Par Chantal VALLETTE
PARIS, 4 oct 2007 (AFP) - Une trentaine de futurs imams vont s’installer à
partir de janvier 2008 sur les bancs de l’Institut catholique de Paris pour une formation universitaire générale, destinée à favoriser leur bonne intégration et ne comportant aucun enseignement théologique.
C’est le résultat d’une convention entre la Faculté de sciences sociales et
économiques (FASSE) de l’Institut catholique de Paris et l’Institut musulman de la Mosquée de Paris qui est "en cours de validation", ont indiqué les deux partenaires.

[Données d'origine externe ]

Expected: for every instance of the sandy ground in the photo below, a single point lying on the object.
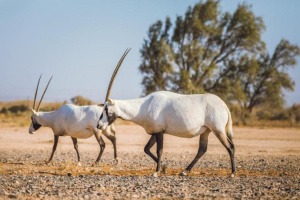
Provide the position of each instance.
(267, 161)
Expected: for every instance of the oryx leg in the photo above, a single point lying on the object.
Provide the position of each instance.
(203, 140)
(159, 150)
(228, 144)
(53, 148)
(101, 144)
(148, 146)
(76, 149)
(156, 138)
(112, 138)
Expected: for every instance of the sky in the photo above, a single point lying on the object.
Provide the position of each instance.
(80, 43)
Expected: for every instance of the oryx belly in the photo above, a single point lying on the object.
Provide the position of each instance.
(187, 134)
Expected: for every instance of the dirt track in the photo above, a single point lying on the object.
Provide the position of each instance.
(267, 163)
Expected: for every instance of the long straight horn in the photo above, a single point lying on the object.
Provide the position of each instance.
(44, 93)
(115, 73)
(36, 90)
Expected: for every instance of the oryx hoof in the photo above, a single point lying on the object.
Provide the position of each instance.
(116, 161)
(48, 162)
(184, 173)
(95, 164)
(164, 168)
(155, 174)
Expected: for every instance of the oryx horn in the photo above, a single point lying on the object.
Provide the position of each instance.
(38, 107)
(36, 90)
(115, 73)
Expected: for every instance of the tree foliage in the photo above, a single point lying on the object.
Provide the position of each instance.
(81, 101)
(218, 52)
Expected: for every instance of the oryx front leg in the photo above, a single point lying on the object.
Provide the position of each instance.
(101, 144)
(228, 144)
(159, 151)
(53, 148)
(76, 148)
(112, 138)
(202, 149)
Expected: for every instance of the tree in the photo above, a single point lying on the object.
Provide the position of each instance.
(217, 52)
(81, 101)
(156, 66)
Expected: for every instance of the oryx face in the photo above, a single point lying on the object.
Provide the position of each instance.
(107, 117)
(34, 126)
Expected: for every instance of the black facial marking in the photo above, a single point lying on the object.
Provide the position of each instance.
(35, 125)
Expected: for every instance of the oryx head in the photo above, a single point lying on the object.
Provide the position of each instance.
(35, 112)
(109, 115)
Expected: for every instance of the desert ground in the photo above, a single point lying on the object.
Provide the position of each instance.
(267, 161)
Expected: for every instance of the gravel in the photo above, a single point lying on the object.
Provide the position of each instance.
(23, 175)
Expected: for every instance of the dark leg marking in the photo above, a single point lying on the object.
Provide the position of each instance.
(148, 146)
(228, 144)
(102, 147)
(159, 150)
(53, 148)
(203, 140)
(76, 148)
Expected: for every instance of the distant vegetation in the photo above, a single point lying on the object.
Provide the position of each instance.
(208, 50)
(17, 113)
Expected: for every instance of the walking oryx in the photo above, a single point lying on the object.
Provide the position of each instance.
(74, 121)
(180, 115)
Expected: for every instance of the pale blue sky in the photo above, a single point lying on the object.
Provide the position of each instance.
(80, 42)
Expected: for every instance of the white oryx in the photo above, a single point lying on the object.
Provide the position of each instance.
(78, 122)
(180, 115)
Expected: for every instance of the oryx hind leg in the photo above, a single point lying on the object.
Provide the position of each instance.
(148, 146)
(76, 149)
(53, 148)
(203, 140)
(101, 144)
(110, 134)
(228, 144)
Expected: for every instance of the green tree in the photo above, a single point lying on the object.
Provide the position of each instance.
(218, 52)
(81, 101)
(156, 66)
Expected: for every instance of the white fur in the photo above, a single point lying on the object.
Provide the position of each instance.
(71, 120)
(175, 114)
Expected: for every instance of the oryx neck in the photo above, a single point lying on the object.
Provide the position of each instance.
(128, 109)
(45, 118)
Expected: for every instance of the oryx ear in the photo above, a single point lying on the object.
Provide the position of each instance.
(110, 101)
(33, 111)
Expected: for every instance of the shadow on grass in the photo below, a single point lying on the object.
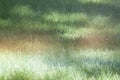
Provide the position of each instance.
(17, 10)
(89, 66)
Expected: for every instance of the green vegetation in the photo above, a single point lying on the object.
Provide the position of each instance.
(85, 64)
(59, 40)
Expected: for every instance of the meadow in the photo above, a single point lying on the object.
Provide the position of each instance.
(59, 40)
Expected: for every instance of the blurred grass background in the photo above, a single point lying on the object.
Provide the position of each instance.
(77, 39)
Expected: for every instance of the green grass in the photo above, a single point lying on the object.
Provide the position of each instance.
(69, 25)
(85, 64)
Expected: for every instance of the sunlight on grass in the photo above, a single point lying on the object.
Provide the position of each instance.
(4, 23)
(74, 33)
(22, 11)
(87, 64)
(62, 17)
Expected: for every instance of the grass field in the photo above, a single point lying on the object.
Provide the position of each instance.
(59, 40)
(84, 64)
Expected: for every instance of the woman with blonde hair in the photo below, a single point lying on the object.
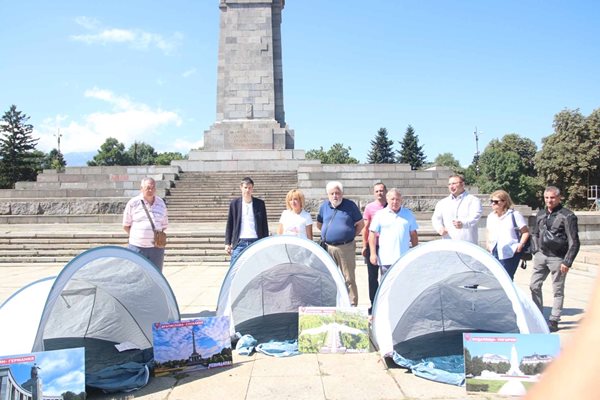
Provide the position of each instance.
(507, 232)
(295, 220)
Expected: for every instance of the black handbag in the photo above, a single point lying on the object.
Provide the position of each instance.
(526, 251)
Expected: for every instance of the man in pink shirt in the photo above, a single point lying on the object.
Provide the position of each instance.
(379, 202)
(136, 221)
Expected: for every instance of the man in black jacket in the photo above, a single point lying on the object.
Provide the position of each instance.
(246, 221)
(555, 243)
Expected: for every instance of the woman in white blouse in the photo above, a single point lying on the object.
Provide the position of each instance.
(504, 226)
(295, 220)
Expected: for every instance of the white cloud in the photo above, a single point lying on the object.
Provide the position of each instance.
(126, 120)
(188, 73)
(136, 38)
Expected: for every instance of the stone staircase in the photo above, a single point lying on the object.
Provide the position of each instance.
(205, 197)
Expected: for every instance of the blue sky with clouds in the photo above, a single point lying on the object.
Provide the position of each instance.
(175, 343)
(60, 370)
(146, 70)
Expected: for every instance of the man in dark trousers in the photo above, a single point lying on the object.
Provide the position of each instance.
(246, 221)
(555, 243)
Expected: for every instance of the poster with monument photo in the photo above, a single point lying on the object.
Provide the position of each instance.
(55, 374)
(333, 330)
(191, 345)
(507, 363)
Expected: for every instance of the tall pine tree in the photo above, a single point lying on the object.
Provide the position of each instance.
(382, 151)
(410, 152)
(17, 145)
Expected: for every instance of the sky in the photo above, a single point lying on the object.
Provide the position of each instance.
(145, 71)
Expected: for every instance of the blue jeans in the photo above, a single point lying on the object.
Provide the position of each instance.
(239, 249)
(509, 264)
(154, 254)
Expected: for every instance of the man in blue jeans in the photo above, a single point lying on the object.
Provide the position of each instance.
(339, 221)
(556, 243)
(246, 221)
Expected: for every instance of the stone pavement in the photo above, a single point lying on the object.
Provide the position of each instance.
(307, 376)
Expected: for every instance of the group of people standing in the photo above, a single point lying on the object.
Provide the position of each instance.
(388, 231)
(554, 237)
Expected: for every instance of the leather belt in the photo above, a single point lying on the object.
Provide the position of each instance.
(339, 243)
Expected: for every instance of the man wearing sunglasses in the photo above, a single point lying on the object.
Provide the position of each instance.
(457, 216)
(555, 245)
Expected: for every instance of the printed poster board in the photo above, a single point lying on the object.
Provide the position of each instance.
(54, 374)
(333, 330)
(507, 363)
(191, 345)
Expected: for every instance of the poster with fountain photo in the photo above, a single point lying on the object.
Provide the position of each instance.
(48, 375)
(507, 363)
(191, 345)
(333, 330)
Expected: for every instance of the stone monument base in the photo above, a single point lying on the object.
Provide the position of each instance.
(243, 160)
(253, 134)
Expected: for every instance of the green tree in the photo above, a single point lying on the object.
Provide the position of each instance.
(54, 160)
(112, 152)
(382, 151)
(141, 154)
(17, 145)
(337, 154)
(570, 157)
(410, 152)
(507, 164)
(525, 148)
(167, 157)
(317, 154)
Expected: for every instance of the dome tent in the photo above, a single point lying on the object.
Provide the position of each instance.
(271, 279)
(104, 296)
(442, 289)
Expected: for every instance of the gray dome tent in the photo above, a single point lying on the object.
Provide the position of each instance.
(442, 289)
(272, 278)
(104, 296)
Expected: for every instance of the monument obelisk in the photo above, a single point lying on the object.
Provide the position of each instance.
(250, 113)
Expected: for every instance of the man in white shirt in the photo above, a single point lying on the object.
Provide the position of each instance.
(140, 214)
(457, 216)
(393, 232)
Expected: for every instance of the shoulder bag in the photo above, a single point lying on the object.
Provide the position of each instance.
(526, 251)
(160, 237)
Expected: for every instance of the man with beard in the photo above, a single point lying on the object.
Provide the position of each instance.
(340, 221)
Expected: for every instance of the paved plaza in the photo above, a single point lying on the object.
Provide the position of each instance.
(307, 376)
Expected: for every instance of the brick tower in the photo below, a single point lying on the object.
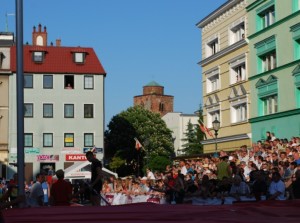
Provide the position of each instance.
(153, 99)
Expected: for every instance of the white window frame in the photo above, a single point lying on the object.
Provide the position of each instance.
(267, 17)
(238, 71)
(212, 114)
(28, 140)
(38, 56)
(79, 57)
(47, 139)
(212, 46)
(270, 104)
(269, 61)
(88, 82)
(237, 31)
(88, 137)
(239, 110)
(212, 81)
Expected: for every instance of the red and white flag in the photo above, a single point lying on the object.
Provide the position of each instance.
(138, 145)
(204, 129)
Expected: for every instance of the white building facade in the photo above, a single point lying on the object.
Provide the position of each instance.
(63, 106)
(178, 123)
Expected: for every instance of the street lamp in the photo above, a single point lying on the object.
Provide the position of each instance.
(216, 127)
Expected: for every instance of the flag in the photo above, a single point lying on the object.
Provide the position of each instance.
(138, 145)
(204, 129)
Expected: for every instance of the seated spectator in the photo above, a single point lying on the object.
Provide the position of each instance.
(239, 188)
(259, 187)
(277, 187)
(295, 192)
(61, 191)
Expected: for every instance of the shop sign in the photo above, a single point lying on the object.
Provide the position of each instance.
(94, 149)
(76, 157)
(32, 150)
(47, 157)
(71, 150)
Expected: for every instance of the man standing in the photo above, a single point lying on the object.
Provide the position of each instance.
(36, 197)
(61, 190)
(96, 179)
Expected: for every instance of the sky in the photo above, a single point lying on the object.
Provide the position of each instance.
(137, 41)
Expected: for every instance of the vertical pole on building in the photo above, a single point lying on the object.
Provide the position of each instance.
(20, 97)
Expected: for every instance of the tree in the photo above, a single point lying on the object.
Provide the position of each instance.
(194, 136)
(192, 146)
(148, 128)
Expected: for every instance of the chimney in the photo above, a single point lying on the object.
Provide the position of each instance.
(39, 38)
(58, 42)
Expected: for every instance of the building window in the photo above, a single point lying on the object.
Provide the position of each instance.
(266, 17)
(48, 110)
(28, 81)
(28, 140)
(48, 140)
(79, 57)
(1, 59)
(211, 116)
(296, 74)
(237, 32)
(269, 104)
(69, 81)
(88, 82)
(212, 81)
(38, 57)
(268, 61)
(161, 107)
(69, 140)
(48, 81)
(88, 110)
(239, 112)
(268, 95)
(237, 70)
(28, 110)
(295, 29)
(88, 140)
(266, 54)
(212, 47)
(69, 110)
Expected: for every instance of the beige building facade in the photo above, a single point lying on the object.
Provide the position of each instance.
(225, 82)
(6, 40)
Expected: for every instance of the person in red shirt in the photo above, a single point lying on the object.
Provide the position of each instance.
(61, 191)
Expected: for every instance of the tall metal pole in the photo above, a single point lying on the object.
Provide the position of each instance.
(216, 144)
(20, 97)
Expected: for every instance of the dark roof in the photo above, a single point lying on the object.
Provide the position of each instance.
(58, 60)
(153, 84)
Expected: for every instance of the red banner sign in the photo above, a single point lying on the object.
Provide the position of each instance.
(75, 157)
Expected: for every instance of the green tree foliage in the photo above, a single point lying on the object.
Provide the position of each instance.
(148, 128)
(193, 137)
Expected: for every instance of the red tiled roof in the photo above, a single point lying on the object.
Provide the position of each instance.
(58, 60)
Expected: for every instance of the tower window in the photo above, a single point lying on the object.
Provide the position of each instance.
(38, 57)
(69, 82)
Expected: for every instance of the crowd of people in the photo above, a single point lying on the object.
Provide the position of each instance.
(268, 170)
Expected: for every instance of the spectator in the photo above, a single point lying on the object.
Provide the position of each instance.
(61, 191)
(277, 187)
(36, 196)
(295, 192)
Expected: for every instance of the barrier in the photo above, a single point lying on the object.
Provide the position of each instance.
(119, 199)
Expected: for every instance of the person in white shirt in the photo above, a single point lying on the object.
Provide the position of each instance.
(277, 188)
(183, 169)
(36, 196)
(150, 175)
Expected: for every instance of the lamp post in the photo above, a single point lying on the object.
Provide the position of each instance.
(216, 127)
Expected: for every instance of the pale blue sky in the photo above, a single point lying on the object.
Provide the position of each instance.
(137, 41)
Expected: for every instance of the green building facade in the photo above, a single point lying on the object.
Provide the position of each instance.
(274, 67)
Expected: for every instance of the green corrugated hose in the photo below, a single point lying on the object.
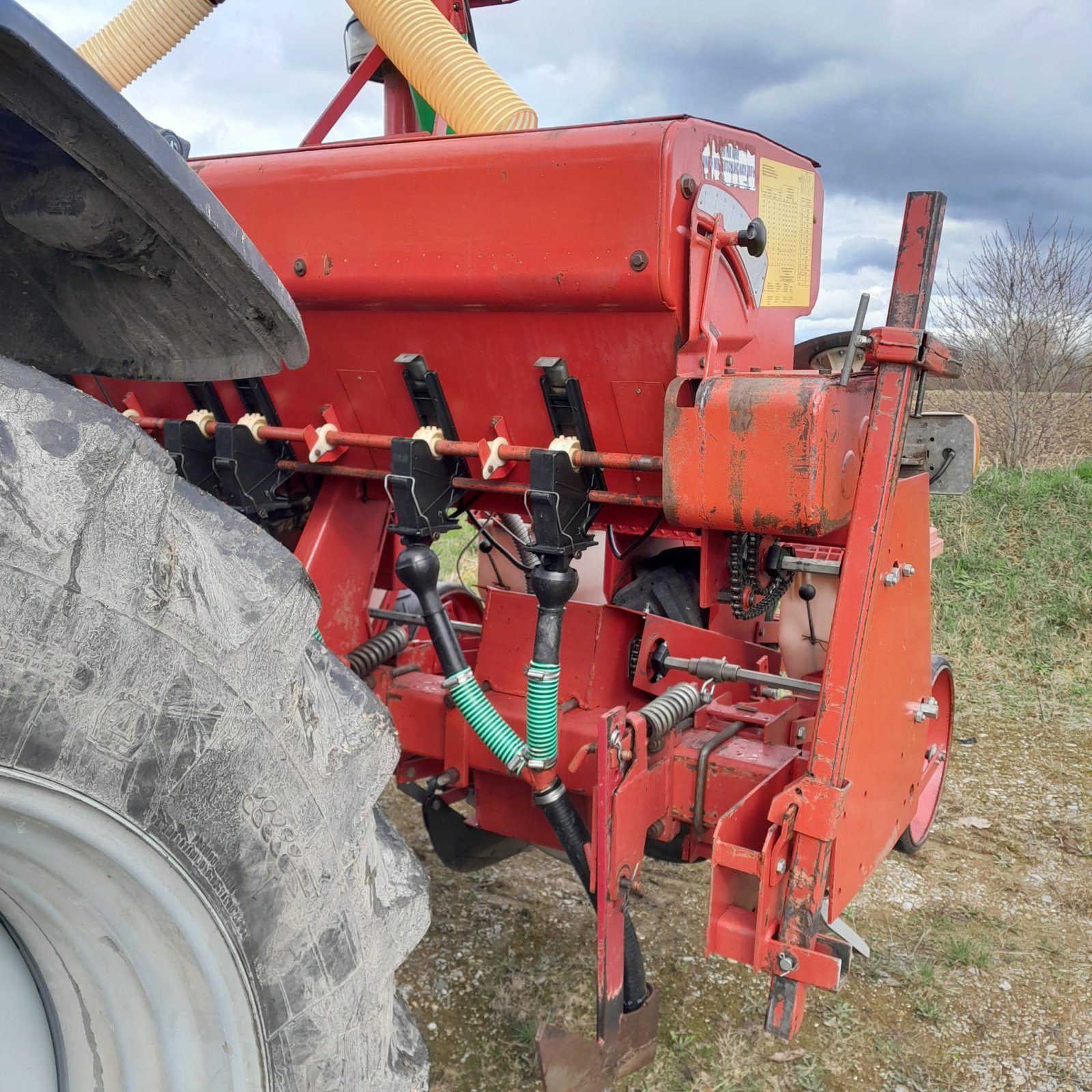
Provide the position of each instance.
(542, 713)
(487, 723)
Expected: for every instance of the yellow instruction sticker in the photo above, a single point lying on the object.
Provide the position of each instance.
(786, 198)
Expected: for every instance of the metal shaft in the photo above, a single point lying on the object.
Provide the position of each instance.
(459, 627)
(721, 671)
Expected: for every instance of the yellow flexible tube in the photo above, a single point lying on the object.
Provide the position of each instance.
(420, 42)
(140, 35)
(435, 58)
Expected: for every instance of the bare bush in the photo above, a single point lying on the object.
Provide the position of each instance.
(1021, 315)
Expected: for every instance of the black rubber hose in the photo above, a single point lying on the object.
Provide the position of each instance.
(553, 589)
(573, 835)
(418, 568)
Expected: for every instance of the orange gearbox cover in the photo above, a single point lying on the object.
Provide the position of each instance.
(764, 452)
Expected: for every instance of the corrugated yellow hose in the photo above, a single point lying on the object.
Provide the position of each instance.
(418, 41)
(448, 72)
(140, 35)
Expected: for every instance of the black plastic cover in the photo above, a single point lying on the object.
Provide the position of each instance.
(115, 258)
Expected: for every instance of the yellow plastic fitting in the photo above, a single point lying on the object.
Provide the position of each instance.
(448, 72)
(140, 35)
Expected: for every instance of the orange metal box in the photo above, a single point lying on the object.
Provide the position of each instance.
(766, 452)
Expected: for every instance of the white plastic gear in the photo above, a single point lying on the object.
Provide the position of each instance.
(202, 418)
(431, 435)
(494, 463)
(567, 444)
(254, 422)
(322, 446)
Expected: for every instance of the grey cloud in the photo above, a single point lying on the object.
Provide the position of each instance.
(862, 253)
(988, 100)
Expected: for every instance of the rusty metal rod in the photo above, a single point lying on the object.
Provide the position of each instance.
(332, 470)
(597, 496)
(462, 449)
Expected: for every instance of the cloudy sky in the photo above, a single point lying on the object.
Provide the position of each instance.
(990, 101)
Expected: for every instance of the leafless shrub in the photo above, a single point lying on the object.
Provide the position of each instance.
(1021, 315)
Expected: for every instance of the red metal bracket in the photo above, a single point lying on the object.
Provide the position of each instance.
(344, 98)
(624, 1042)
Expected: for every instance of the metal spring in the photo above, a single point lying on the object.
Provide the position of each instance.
(671, 708)
(377, 650)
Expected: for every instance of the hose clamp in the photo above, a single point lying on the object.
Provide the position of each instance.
(551, 795)
(458, 680)
(542, 674)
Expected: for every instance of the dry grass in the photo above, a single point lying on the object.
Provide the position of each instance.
(1067, 442)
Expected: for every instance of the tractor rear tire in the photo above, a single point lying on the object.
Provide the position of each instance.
(191, 859)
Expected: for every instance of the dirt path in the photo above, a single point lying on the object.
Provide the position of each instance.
(979, 977)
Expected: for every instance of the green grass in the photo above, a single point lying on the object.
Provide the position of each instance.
(1013, 592)
(448, 549)
(966, 951)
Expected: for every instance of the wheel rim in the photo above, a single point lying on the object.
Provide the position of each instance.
(143, 988)
(938, 735)
(27, 1040)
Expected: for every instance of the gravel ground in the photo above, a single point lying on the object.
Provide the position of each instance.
(979, 979)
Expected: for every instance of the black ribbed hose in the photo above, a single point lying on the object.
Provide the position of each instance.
(571, 833)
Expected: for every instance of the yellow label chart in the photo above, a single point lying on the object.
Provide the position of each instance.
(786, 205)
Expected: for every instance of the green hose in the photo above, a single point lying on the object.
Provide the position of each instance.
(487, 723)
(542, 713)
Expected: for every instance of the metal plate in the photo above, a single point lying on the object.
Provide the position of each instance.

Ce cycle, proposé sous le titre "Religions, laïcité, interculturalité",
comprend des enseignements de culture générale (histoire), de droit, sur les religions et les cultures. La formation est de 400 heures. Selon François Mabille, doyen de la FASSE, elle est "destinée à favoriser l’intelligibilité du fait religieux et politique en France".
Autrement dit, c’est un enseignement laïc destiné à des cadres religieux.
Actuellement, l’Institut musulman de la Mosquée de Paris forme 120 futurs imams en 4 ans (total des 4 promotions). Le programme comporte 54 matières, précise le directeur de l’Institut musulman, Djelloul Seddiki. Il fulmine quand on lui demande pourquoi les futurs imams vont aller à la "catho" : "si on reste entre nous, on nous accuse d’intégrisme, et là on nous critique encore. On travaille depuis deux ans avec la FASSE pour mettre sur pied cette formation".
L’Institut catholique table sur une trentaine de futurs imams pour cette
formation.
A travers cette convention, la grande Mosquée de Paris "entend pouvoir faire bénéficier ses futurs imams et aumôniers d’une formation Complémentaire, facultative et ponctuelle, reconnue par l’Education nationale et ouverte sur la société civile, dans le seul but de favoriser leur bonne intégration républicaine", indiquait jeudi Dalil Boubakeur, recteur de la Mosquée de Paris et président du CFCM (Conseil français du culte musulman).
L’imam est celui qui guide la prière et prononce le prêche. Il peut être
choisi parmi les fidèles. Ils sont actuellement quelque 1.200 en France.
Beaucoup d’entre eux n’ont pas reçu de formation spécifique et près de la moitié ne parlent pas ou peu français (seulement 20% d’entre eux sont Français par naissance ou naturalisation). D’où le souci d’"intégration" des imams pour faire taire les suspicions d’intégrisme.
La formation "républicaine" des imams est un des sujets à l’ordre du jour du CFCM depuis sa création en 2003 par Nicolas Sarkozy, alors ministre de l’Intérieur et ministre des Cultes.
Deux projets d’association avec l’Université ont déjà été évoqués en 2005 mais n’ont pas abouti. L’un avec Paris III-Sorbonne, l’autre avec
VIII-Saint-Denis. Ils ont échoué au nom du respect de la laïcité. Dans le cas de la convention avec la "catho", l’UOIF (Union des organisations islamiques de France) - qui elle aussi forme des imams - se demande au contraire si une institution catholique est bien placée pour enseigner à des musulmans. Bien que membre du CFCM, l’UOIF n’est pas concernée par cette convention.